Classification and/or detection models with DLA support

Hi,

When trying to run Classification and DetectNetV2 on DLA (Jetson Xavier), I get lots of :
“Default DLA is enabled but layer XYZ is not running on DLA, falling back to GPU”

Do you provide models (from the list, or others, either classification or detection) that supports the DLA run ?

Hi dannykario,
Do you mean you run tlt in Xavier directly?
From tlt doc, using the Transfer Learning Toolkit requires the following:

Hardware Requirements
Minimum
4 GB system RAM
4 GB of GPU RAM
Single core CPU
1 GPU
50 GB of HDD space

Recommended
32 GB system RAM
32 GB of GPU RAM
8 core CPU
4 GPUs
100 GB of SSD space

Software Requirements
Ubuntu 18.04 LTS
NVIDIA GPU Cloud account and API key - https://ngc.nvidia.com/
docker-ce installed, https://docs.docker.com/install/linux/docker-ce/ubuntu/
nvidia-docker2 installed, instructions: https://github.com/nvidia/nvidia-docker/wiki/Installation-(version-2.0)
NVIDIA GPU driver v410.xx or above
Note: DeepStream 4.0 - NVIDIA SDK for IVA inference https://developer.nvidia.com/deepstream-sdk is recommended.

Hi,

Rephrasing:

I am looking for a model (both classification and detection) that is able to run on the Xavier DLA cores, WITHOUT falling back to the GPU.
I saw in the other answers ResNet50 is capable of that.

Q1: is this indeed the case ?

Q2: If yes, How can I use it ? 2 issues here:

– Train using TLT (Do I need some special flags, or the “standard” TLT chain of detectNetv2 with resnet50 is enough) ? I’m training on 2080 Ubuntu18, trained few models all worked well on the GPU.

– Work on Xavier, but WITHOUT deep stream (unfortunately, I’m not using DS for now).

?

Thanks for the help !

Hi dannykario,
Thanks for your clarification. Actually there is not any info for DLA in tlt-getting-started-guide.
We also did not tested TLT etlt model or generated trt engine on DLA.
So, it is an unknown result for the case.

Hi,

Thanks. I looked at the https://developer.nvidia.com/embedded/jetson-agx-xavier-dl-inference-benchmarks#trtexec, last section :

For DLA (Core 0)
$ ./trtexec --avgRuns=100 --deploy=resnet50.prototxt --fp16 --batch=8 --iterations=10000 --output=prob --useDLACore=0 --useSpinWait --allowGPUFallback

Do you know if the “resnet50.prototxt” used is equiv to the TLT resnet50 ?

Thanks for the help !

Hi dannykario,
No, it should not be.
TLT is a Python package that enables customers to fine-tune pre-trained models with their own data. Customers can then export these models for TensorRT based inference through an edge device.
In ngc.nvidia.com, there is a resnet50 pre trained model.
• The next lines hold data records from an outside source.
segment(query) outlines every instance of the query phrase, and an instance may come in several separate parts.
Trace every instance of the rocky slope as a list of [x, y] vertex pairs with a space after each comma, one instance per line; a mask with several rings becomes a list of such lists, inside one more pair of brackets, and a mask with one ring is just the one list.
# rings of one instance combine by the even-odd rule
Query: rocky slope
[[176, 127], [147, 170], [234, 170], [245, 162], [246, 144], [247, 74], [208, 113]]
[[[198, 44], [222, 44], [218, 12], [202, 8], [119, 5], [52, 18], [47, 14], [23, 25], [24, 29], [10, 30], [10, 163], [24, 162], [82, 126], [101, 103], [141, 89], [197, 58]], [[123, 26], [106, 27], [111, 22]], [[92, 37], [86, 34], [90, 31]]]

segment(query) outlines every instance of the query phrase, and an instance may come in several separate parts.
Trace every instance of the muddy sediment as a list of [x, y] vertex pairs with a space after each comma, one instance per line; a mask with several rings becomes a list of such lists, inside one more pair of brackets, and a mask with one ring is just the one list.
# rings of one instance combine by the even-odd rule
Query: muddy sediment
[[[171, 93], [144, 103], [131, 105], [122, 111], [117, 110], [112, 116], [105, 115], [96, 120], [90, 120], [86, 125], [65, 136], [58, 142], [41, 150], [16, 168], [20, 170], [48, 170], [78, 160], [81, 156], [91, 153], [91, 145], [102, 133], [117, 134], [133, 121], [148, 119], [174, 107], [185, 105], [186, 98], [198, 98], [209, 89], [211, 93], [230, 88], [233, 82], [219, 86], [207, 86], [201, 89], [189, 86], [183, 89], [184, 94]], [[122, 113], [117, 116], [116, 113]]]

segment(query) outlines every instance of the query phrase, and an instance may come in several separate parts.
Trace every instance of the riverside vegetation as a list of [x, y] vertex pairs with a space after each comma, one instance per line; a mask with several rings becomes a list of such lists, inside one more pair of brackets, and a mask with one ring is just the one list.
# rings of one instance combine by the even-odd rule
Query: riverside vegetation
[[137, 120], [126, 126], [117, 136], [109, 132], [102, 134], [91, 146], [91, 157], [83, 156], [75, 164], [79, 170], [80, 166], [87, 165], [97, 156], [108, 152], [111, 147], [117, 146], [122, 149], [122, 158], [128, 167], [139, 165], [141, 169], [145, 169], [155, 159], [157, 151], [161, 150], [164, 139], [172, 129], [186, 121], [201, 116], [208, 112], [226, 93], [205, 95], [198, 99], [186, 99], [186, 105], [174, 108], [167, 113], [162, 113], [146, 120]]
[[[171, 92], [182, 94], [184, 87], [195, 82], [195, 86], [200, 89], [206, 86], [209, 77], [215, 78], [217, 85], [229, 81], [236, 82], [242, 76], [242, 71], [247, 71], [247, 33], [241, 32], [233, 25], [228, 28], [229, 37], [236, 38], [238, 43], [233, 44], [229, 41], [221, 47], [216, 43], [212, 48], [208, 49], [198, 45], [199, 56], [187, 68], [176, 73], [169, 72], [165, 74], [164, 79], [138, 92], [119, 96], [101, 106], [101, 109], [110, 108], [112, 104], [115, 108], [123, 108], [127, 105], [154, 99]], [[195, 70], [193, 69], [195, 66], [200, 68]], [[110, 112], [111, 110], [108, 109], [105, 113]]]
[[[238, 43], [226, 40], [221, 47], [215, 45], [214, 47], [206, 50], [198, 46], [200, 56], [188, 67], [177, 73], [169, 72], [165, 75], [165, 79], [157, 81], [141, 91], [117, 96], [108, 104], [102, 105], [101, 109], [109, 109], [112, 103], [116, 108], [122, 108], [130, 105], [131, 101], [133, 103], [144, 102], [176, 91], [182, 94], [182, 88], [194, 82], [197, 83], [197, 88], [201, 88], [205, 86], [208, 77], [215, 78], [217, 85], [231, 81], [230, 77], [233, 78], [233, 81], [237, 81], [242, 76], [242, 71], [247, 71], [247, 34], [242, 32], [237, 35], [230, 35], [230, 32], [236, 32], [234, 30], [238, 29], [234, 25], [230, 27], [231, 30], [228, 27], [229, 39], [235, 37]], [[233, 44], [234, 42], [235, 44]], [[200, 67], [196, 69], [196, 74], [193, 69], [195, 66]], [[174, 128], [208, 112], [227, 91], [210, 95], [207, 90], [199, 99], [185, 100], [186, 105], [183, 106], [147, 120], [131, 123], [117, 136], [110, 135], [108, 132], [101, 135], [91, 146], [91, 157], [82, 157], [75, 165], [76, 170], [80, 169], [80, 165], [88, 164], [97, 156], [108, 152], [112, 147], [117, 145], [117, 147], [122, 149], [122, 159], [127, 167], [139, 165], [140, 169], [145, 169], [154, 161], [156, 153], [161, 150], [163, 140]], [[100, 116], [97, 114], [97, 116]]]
But it just works as pre-trained model for customer to start training his own data.

Hi,

Re-explaining myself:

– I’m using TLT models (classification, detection) as base for transfer learning + train them on a server with my data. Prefer TLT, but might use other training setups if needed.

– Then, I deploy on Xavier

– I have some performance issues on the Xavier, I suspect too heavy load on the GPU and DLA not used at all

– So, I am looking for some models as a base for transfer learning, that I can use on the DLA without fall back to the GPU.

The ResNet50 you mentioned seems to be for V100 and T4 - is there some option for Xavier deploy ? Or any other relevant model + know how how to train it and export it ?

Thanks for the help !

Hi dannykario,
For TLT, all the pre-trained models are only available at ngc.nvidia.com. I want to explain that they are not specific for any device where to deploy.
The pre-trained models are just pre-trained weights and help customers train their own data.
You may use pre-trained models or may not use. If you do not use pre-trained model, just keep relevant setting unfilled in the training spec.

For how to train and export etlt model, please refer to tlt user guide.

Hi,

Sorry, but I am not following. Re-phrasing to a very focused and simple question:

Where can I download a model - with or without weights, for either classification or detection, that:

– Runs on DLA without falling back to the GPU on Xavier ? (I’m using trtexec to check this) –

Thanks again for the help !

Hi dannykario,
The pre-trained models are not relevant to “runs on DLA”.

All the pre-trained models are available at ngc.nvidia.com.
But they are just pre-trained weights for tlt training.

After training, end user can generate trt engine in order to deploy.
But in tlt user guide, there is not any info about “runs on DLA”. That means tlt does not commit to support “runs on DLA”.

Thanks.